By: Ferguson-Johnson Wealth Management | April 1, 2022

Frankly, it has been an unpleasant start to 2022 in financial markets. Concerns over inflation, a hike in  interest rates and, of all things, a land war in Europe has weighed on both stock and bond markets alike  to start the year.

Fortunately, March saw some rebounding from the lows that were hit at the end of  February. Whether this recovery will be sustained through the second quarter is unknown. 

Once again, I want to levy a usual reminder that being fearful during downturns can lead to ruin. Believing that somehow this time will be different than every downturn that has come before is likely a  path to an undesirable portfolio outcome.  

One silver lining is that value stocks are just below breakeven while growth is down double-digits – a sharp reversal of the trend that has prevailed over the past few years.

YTD Inflation Returns Graph

Source: FactSet, data as of 3/31/2022 

Inflation… Again… Still… 

I know I beat this drum a lot, but it constantly bears reminding. Please try to avoid letting news outlets  guide your attitudes on finances, markets, and the economy.

Is there a legitimate reason to have  concerns about things like inflation and interest rates? Absolutely.

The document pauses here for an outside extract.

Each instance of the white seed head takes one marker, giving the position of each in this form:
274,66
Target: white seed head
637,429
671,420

Should the magnitude of that concern be at a level that an hour of watching nighttime news would suggest? Not even close. 

It doesn’t matter on which side of the political aisle you fall. All flavors of news programs are, by design,  constructed to tap into your fears and leave you feeling uneasy. Humans are equipped with a behavioral response to danger.

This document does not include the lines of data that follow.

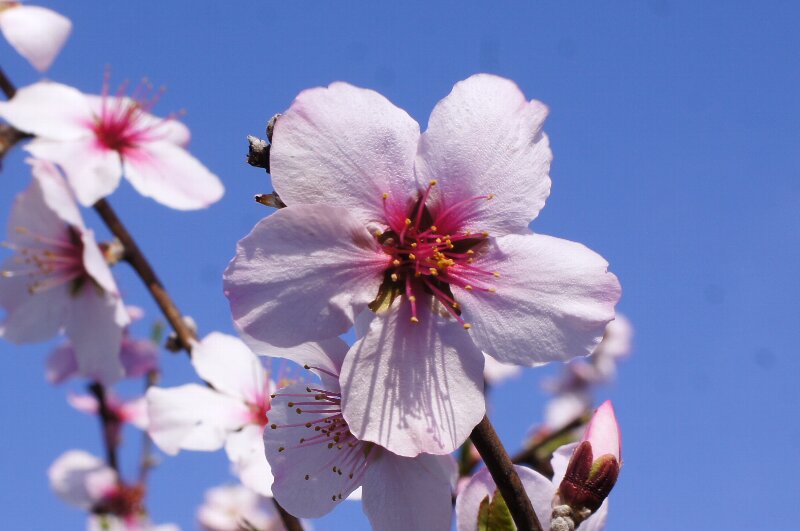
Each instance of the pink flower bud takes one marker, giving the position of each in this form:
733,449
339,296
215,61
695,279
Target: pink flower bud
595,463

We want to be informed of the things that threaten us so that we can take the actions required for self-preservation. As a result, we tune back in, day in and day out, to find out what  there is to be afraid of.

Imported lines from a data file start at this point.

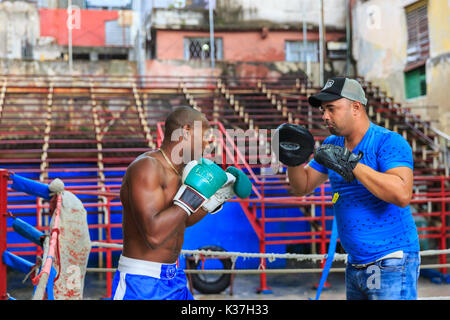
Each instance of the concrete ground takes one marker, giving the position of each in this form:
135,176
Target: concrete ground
283,286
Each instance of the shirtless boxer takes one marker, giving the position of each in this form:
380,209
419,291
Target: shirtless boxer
161,197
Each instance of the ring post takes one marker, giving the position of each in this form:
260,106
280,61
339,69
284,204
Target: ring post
4,175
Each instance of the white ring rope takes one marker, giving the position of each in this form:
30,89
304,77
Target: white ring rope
269,256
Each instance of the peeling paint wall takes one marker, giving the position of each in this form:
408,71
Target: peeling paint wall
19,24
112,67
379,48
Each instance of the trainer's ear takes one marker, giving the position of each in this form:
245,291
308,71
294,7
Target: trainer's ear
186,132
357,107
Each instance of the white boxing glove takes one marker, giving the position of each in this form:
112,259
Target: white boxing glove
225,193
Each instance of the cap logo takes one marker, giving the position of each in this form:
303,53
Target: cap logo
328,84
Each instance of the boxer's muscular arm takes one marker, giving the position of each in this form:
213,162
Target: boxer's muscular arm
393,186
304,179
196,217
147,204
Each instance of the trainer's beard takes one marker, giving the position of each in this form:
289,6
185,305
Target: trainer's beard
332,129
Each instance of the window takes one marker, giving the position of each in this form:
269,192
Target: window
418,49
296,51
199,49
415,83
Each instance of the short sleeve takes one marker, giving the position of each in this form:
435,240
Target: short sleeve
395,152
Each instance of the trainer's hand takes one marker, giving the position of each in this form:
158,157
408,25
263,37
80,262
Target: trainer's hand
296,144
200,181
238,184
338,159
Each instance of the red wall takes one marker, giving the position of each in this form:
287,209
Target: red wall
244,46
53,23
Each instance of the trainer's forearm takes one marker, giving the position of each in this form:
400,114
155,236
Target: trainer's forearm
298,180
387,187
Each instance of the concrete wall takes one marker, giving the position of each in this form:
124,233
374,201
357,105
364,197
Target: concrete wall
287,11
379,48
113,67
19,23
245,53
237,46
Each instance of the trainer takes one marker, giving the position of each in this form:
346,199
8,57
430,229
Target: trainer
161,197
370,170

If there isn’t anything to worry about, we’d stop watching. It’s not in the interest  of any news network to give a signal of calm or safety, irrespective of veracity. They would lose viewers,  which would lead to losing ad revenue. Instead, we’re fed another reason why inflation signals the end  of days and who we should be mad at about it.  

The reality is that inflation is still high. FRED data suggests that CPI is now rising at about 8% year-over year. 

High Inflation Rising Consumer Price index

Source: US Bureau of Labor Statistics

Though, I’m sure that number isn’t a surprise. Anecdotally, non-finance people in my life have a more  accurate quote on inflation at any given moment than I do because the news tells them what it is every  day. 

What the news often fails to point out is the other side of the economic coin. All of the vitals for the American economy are remarkably strong.

Unemployment is near historic lows at 3.8%1. Employers continue to increase wages. High (> $30/hr) and middle ($20-30/hr) income earners are seeing wage increases roughly in line with current inflation rates and low (< $20/hr) earners have seen increases of  nearly 15%, on average2.

Retails sales (which can serve as a barometer for household economic health)  increased 15.9% over the last year3. Revised 2021 GDP reported at 6.9%4. Household net worth rose  14.4%5.  

Despite inflation, everything suggests that the average American household is arguably in better shape  than it was a year ago. 

Other Tax & Economic Updates 

After the unexpected collapse of the Build Back Better bill in congress in December, legislators have  made some movement on new legislation that affects the treatment of a few retirement provisions  which may be applicable to our clients. Most notably, increasing the onset age of Required Minimum Distributions from age 72 to 75 along with enhancements to 401(k) contribution limits and rules. 

The bill has already cleared the house with strong bi-partisan support. We’ll see if it continues its  momentum in the Senate or if significant carve outs stymie things once again. We will obviously stay  abreast of the developments and interpret how any legislative changes may impact our financial planning recommendations. 

As always, we look forward to our next conversation with you. 

1 Source: US Bureau of Labor Statistics, data as of February 28, 2022. 

2 Source: US Bureau of Labor Statistics, data as of February 28, 2022. 

3 Source: US Census Bureau, data as of February 28, 2022. 

4 Source: US Bureau of Economic Analysis, data as of December 31, 2021. 

5 Source: US Board of Governors of the Federal Reserve System, data as of December 31, 2021.

Past performance is no guarantee of future results.

This newsletter contains general information that may not be suitable for everyone. The information contained herein should not be construed as personalized investment advice. Past performance is no guarantee of future results. There is no guarantee that the views and opinions expressed in this newsletter will come to pass. Investing in the stock market involves gains and losses and may not be suitable for all investors. Information presented herein is subject to change without notice and should not be considered as a solicitation to buy or sell any security. Investment advisory services offered through Ferguson-Johnson Wealth Management, a registered investment adviser.